Taxes up again; emissions unaffected - feeling greener yet?

Car users are set, yet again, to be the victim of tax hikes dressed up as 'green' fervour in Alistair Darling's first budget as Chancellor, due tomorrow.

Darling is not just planning to press ahead with his 2p rise in fuel duty, despite fuel prices already reaching record levels, but cap it with punitive extra taxes on so-called 'gas guzzlers'.

As part of a further shake up of the road tax system, including the introduction of extra charging tiers, buyers of cars in Band G will reportedly be hit with a one-off first-year's road tax of "more than £1,000", before the tax reverts to the standard annual level of £400.

Band G is typically referred to as the bastion of Range Rovers and other (gasp) 4x4s. But in fact it also encompasses many ordinary mid-range family cars such as some models - mainly estate and automatic variants - of the Mercedes C-class, Saab 9-3 & 9-5, Volvo S60, Honda Accord, Audi A6, Volvo V70 and the Mondeo-sized Jaguar X-Type.

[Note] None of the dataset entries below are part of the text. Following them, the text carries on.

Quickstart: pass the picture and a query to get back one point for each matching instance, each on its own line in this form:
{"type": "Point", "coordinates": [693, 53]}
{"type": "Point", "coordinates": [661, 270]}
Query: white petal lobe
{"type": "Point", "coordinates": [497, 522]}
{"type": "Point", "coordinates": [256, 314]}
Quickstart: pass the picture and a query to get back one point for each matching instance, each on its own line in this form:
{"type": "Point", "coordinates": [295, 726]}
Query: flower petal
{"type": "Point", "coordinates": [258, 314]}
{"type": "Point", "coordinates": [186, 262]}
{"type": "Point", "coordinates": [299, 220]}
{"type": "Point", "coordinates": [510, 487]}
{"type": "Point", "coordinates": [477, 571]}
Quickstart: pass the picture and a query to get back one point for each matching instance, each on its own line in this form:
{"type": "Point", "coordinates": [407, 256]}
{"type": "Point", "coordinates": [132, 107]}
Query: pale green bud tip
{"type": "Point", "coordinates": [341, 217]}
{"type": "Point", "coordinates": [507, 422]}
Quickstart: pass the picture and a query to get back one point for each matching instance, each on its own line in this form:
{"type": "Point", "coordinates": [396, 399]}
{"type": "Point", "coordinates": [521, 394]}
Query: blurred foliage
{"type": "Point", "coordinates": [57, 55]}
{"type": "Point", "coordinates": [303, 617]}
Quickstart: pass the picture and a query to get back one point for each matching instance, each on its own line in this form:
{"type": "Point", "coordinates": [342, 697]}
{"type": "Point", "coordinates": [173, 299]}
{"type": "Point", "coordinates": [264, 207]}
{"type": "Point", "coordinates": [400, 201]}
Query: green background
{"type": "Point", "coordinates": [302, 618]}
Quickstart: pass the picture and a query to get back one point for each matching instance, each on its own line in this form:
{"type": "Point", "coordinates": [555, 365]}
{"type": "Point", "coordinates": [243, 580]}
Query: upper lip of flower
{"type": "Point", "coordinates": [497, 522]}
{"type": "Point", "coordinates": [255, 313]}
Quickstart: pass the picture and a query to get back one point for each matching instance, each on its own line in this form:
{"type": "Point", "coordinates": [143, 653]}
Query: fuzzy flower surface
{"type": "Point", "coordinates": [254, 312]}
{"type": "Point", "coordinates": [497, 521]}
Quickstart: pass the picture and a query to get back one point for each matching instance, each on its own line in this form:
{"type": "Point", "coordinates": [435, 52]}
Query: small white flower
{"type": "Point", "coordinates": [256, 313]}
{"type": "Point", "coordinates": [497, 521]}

It also includes many everday people-carriers - even those with distinctly average engine sizes - like the Peugeot 807 2.0 MPV, Citroen C8 2.0i, Ford S-Max 2.3 Duratec, Chevrolet Tacuma 2.0CDX, Chrysler Voyager 2.4, Ford Galaxy 2.3 Duratec, Mitsubishi Grandis 2.4 Mivec, Volkswagen Sharan 2.0 S & SE and the Renault Grand Espace 2.0T.

In fact, the very cars the anti-4x4 brigade are encouraging 4x4 owners with a need for spacious family transport to buy instead!

These mid-range car buyers are the people this "showroom tax" plan will hit the hardest. For those who can afford the Range Rovers or a top end executive or sports car for £40k plus - likely twice the price of the mid-range cars - an extra grand is neither here nor there. They'll pay it anyway, as our Chancellor must well know, and the 'gas guzzling' will carry on regardless.


If Darling were serious about making a real difference to lowering CO2 emissions from cars, rather than just squeezing extra revenue from the car tax system, he would cut the government's huge tax take on the more efficient but more expensive 'premium' unleaded fuels.

Equalising the price with that of normal unleaded, through giving up just a few pence a litre of tax, would mean all car users could all afford to choose to lower their emissions.

The result would be a real and instant reduction in emissions that every car on the road could contribute towards.

Why will he ignore it? Because it will cost him money, not increase tax income. And as we know, only higher taxes are 'green'. Right?

With the timing that only his boss 'Bungler' Brown could be behind, Darling's 'putting climate change at the heart of economic policy' Budget comes as evidence is growing that the global warming theory is actually coming apart at the seams.

These people continue to take people for fools at their electoral peril.